WCIF Soldering Lessons or Services

I have recently started learning FPGA design and programming. I have a board I am happy with right now, but I need to solder some cables on it and the hard truth is I suck at soldering. Seeing how this board is expensive and imported from America, I would like to find someone to either do the soldering for me or to teach me how to solder properly.

Any takers? :slight_smile:

A cable should be ok, they are usually on big pins with wide spaces. I’ll give you some tips for smaller components, and then if you get the principle your cable should be a breeze.

Use a good quality soldering iron and good quality solder, also know at which point on your soldering iron the solder melts, (it wont melt everywhere) and keep it clean. Also have something for removing solder, I have one of these solder suckers, but can’t remember the last time I used it, some sort of wire wool that absorbs solder is great. I found an image, this is superb stuff.

Ok, so most pcb’s are covered in tiny SMD type devices, diodes,capacitors, resistors. Which are pretty ok, you take your soldering iron, (making sure its clean), place it on once side of the pad to warm it up, then bring in the solder (just a little) and it will flow and form a little blob, a small blob, you dont want too much and remove the solder. The using tweezers, pick your tiny SMD part and warm the solder with the other hand using the iron, and slide the part in. Done, then just apply solder to the other side.

Some packages, like Eeproms and Op Amps, have more than two pads, but still ok, just do like above, on one pin, maybe the bottom left or top right, and slide your part in. Then just go round and solder the remaining pins, warm the junction, bring the wire to the solder and it will flow.

Now, for some tricky parts, I used to have one IC 144 pins in about 1 inch square. This is tricky, and by hand its not possible to do each pad without it shorting the next. So, you dont need to worry. Basically short them all together, then use the wire wool I have an image off above to absorb the solder, what remains is a part that has all pins correctly soldered to the board, with no shorts.

Let me know if you need more help. Now if you have a BGA type package, (pins on the bottom of the chip, and actually looks like the one the guy in the picture is cleaning) like some of your FPGA type chips like, I wont even attempt that.

If you don’t mind me asking, is this board an FPGA development kit? Which one?

Thank you Mick for the advice. :notworthy:

msee04, yes, it’s a development kit. I bought the Xylo-EM board from KNJN.


I can show you how to solder for the price of a couple of beers, but getting good at it simply requires practice and good equipment. Mick’s advice is good stuff. Follow it to the letter and you’ll be fine.

Your best bet, really, is to just practice with some junk (unloaded) PCBs. I can mail you some of these if you like, plus some useless SMT components.

If you have a shit soldering iron (95% of the soldering irons I’ve seen in Taiwan’s electronics shops fit my definition of “shit”) you won’t be able to make a good joint however hard you try. Spend at least NT$5000 and get one with a nice fine tip and an adjustable thermostat.

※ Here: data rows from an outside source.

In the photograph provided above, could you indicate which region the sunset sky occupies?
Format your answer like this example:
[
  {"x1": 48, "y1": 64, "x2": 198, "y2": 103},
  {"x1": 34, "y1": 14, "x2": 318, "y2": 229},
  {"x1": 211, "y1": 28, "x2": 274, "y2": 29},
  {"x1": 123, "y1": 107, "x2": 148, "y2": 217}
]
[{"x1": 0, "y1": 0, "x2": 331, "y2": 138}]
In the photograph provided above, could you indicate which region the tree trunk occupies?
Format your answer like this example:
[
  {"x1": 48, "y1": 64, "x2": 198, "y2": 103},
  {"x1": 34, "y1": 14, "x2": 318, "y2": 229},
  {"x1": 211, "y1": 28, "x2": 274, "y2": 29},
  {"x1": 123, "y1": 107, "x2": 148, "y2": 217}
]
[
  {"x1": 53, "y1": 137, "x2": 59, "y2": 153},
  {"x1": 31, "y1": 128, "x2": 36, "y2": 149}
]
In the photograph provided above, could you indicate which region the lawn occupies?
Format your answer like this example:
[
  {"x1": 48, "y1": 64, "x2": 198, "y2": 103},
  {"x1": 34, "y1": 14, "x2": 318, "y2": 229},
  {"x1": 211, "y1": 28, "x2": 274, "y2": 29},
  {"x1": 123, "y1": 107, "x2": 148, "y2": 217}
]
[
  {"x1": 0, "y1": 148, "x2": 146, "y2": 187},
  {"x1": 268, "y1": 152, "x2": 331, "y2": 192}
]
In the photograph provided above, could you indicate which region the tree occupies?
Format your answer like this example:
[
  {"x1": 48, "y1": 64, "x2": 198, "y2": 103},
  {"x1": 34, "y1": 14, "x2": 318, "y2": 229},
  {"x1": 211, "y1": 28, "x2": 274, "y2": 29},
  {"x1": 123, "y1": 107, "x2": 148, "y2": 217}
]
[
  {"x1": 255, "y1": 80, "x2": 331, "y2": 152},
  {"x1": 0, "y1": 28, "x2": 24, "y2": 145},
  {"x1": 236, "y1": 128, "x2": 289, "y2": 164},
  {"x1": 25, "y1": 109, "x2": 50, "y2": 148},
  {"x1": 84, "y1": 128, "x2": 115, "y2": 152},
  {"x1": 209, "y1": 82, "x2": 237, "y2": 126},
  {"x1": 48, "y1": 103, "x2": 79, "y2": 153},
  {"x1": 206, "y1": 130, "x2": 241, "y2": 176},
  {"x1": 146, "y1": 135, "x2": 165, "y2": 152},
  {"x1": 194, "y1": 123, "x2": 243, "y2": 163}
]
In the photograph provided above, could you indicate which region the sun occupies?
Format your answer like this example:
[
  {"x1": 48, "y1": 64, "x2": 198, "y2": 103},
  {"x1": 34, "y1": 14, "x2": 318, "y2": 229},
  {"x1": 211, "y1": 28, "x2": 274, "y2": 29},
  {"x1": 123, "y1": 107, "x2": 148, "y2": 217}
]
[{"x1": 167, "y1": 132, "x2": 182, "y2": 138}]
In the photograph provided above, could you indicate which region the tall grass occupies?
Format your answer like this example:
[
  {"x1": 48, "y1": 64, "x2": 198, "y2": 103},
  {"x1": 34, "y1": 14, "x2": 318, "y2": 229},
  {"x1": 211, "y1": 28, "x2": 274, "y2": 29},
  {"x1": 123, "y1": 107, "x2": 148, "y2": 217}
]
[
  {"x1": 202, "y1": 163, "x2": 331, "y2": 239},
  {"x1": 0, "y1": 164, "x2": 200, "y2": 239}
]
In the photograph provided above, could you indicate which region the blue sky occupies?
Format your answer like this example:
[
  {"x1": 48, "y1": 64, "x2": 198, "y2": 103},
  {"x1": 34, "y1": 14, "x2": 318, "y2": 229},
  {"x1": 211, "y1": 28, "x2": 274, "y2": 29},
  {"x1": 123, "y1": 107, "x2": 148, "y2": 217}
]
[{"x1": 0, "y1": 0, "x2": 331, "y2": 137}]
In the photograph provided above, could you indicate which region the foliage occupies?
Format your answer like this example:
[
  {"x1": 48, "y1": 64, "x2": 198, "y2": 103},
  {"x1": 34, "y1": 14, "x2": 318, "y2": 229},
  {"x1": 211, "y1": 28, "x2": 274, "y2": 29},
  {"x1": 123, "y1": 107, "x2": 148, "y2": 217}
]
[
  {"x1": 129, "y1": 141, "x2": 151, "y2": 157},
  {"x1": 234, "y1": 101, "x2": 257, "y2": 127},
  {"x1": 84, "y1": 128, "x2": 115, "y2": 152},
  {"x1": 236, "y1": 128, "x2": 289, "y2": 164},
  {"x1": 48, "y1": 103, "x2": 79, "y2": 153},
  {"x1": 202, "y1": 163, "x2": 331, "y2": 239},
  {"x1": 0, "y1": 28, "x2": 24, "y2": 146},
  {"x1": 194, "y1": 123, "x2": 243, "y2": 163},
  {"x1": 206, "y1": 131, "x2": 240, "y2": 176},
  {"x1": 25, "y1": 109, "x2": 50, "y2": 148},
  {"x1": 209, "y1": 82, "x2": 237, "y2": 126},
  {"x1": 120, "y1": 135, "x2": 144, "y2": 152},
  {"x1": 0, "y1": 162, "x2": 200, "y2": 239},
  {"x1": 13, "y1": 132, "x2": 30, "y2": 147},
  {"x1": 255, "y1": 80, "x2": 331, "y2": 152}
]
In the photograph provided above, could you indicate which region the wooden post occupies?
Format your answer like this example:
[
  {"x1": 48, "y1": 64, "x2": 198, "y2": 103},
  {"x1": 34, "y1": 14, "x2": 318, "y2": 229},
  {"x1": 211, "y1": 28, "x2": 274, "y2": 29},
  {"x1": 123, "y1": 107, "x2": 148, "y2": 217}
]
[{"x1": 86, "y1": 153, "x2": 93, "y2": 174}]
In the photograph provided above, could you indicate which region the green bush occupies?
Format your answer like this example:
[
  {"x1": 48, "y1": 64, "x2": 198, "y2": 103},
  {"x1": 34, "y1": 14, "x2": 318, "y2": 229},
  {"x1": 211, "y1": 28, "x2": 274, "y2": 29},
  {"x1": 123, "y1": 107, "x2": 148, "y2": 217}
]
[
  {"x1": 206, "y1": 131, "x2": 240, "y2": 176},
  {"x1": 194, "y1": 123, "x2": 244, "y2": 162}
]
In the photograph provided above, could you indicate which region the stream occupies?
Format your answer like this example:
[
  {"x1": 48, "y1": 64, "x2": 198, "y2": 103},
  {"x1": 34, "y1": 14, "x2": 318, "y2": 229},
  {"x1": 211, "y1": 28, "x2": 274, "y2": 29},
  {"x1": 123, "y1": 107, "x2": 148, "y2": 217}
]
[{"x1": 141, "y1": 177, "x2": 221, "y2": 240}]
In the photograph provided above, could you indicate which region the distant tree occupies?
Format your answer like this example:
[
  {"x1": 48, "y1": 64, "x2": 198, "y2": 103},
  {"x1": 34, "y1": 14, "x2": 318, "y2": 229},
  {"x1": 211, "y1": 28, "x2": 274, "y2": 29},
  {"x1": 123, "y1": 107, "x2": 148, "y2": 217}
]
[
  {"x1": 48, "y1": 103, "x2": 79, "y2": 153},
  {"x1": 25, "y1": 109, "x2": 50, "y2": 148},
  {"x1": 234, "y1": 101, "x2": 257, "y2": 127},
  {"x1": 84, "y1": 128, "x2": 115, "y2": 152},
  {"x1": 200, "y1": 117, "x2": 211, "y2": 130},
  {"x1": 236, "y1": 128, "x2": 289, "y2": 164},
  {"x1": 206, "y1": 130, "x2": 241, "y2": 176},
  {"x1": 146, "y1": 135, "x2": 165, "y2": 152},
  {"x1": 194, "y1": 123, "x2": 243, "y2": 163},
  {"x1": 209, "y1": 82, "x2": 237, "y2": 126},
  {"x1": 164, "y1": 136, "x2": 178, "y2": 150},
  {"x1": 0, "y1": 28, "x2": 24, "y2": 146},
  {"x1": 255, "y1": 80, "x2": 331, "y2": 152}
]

As Mick says, even that won’t be any good for soldering fine-pitch packages (at least not lead-by-lead - I use the same method as him), but it will be just fine for ordinary work (thru-hole wires and SMT parts down to 0603). Also, it’ll make soldering fun and easy instead of a chore.

FWIW, I supported myself through part of my undergrad working graveyard shift in a Dell factory doing fine-pitch surface mount soldering under a microscope (or under a mag-ring light if it was something simple)

I guess you could say there is a trick to soldering fine pitch surface mount components. It comes down to having clean components, the right temperature, a soldering tip with the right curve and technique (practice). With the right conditions you can slide that curved soldering tip along the edge of a row of finepitch connectors in a single pass, feeding it solder as you go and the surface tension of the liquid solder will wick it up on the individual leads and away from each the others… leaving you with a row of clean, shiny solder joints and no shorts. Wrong shaped tip, go too slow, feed the solder too fast or do it at the wrong temp and youre left with a blob of solder, shorts, solder peaks etc.